The revered shrine of Badrinath, a part of the Chardham of Uttarakhand (Yamunotri, Gangotri, Kedarnath and Badrinath) as well as the Chardham of India (Badrinath, Jagannath Puri, Rameshwaram and Dwarkapuri), is situated between the Nar and Narayan peaks on the banks of Alaknanda. It is the largest and the most revered among the Panch Badri. It is believed that Adi Guru Shankaracharya built the four pilgrimages in four corners of the country, today known and the Chardham of India, in the 8th century to revive the lost prestige of Hinduism and unite the country in one bond.

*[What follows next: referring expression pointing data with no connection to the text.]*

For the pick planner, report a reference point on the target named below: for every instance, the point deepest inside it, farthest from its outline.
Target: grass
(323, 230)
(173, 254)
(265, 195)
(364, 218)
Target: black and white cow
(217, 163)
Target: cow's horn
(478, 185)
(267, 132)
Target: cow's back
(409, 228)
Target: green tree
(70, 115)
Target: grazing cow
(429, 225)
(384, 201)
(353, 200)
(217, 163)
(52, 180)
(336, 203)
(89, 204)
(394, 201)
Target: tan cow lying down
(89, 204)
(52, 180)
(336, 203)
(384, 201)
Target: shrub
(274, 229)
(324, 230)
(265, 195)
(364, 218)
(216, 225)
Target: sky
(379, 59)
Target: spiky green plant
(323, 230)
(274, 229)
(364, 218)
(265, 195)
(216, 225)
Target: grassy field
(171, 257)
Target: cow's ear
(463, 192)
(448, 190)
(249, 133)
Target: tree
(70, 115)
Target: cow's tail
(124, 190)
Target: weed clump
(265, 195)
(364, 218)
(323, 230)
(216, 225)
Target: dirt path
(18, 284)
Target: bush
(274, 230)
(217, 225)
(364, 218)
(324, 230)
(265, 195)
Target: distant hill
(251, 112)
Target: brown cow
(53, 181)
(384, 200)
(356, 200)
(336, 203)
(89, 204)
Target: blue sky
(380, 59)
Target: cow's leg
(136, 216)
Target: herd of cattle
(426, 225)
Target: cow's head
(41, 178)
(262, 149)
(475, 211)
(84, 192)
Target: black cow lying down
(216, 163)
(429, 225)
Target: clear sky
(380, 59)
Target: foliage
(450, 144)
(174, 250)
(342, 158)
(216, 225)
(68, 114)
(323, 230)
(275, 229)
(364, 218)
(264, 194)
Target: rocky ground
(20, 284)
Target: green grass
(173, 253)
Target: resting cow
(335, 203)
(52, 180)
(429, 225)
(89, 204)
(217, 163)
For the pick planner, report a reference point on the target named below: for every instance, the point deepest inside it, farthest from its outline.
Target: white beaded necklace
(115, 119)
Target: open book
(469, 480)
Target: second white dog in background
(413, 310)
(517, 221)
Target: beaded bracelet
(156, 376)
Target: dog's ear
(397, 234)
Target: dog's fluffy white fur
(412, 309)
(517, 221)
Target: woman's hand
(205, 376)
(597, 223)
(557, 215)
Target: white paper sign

Badri refers to a berry that used to grow in abundance in the area where Badrinath is situated today and Nath refers to lord Vishnu. According the Hindu legends Lord Vishnu did a long penance in the area and Godess Lakshmi took the form of blue berries to protect him in the harsh climate. Every year the temple is open between the months or April and November. The opening date is Basant Pachami and the closure is done on Vijaydashmi by the Mandir Committee. During the winters the Utsav Murti (the idol used for public functions) of Lord Badrinath is placed and worshipped at the Narsimha Temple at Joshimath. The other four subsidiary Badris known as Panch Badri are Bhavishya Badri, Yogdhyan Badri, Adi Badri and Bridha Badri. There are many festivals and functions that are held at the temple of Badrinath. The major festivals include Badri Kedar Utsav, Krishna Janmashtmi and Mata Murti ka Mela.
Panch (Five) Badris
The five Badris are five different sites in Badrinath. At all these places, Lord Vishnu is worshipped in five different forms and under five different names. The eternal search of the man has never come to an end and never will. As travellers visit these Panch Badris in Badrinath, they will come to learn how Lord Vishnu, the preserver of the universe, is glorified in five different forms.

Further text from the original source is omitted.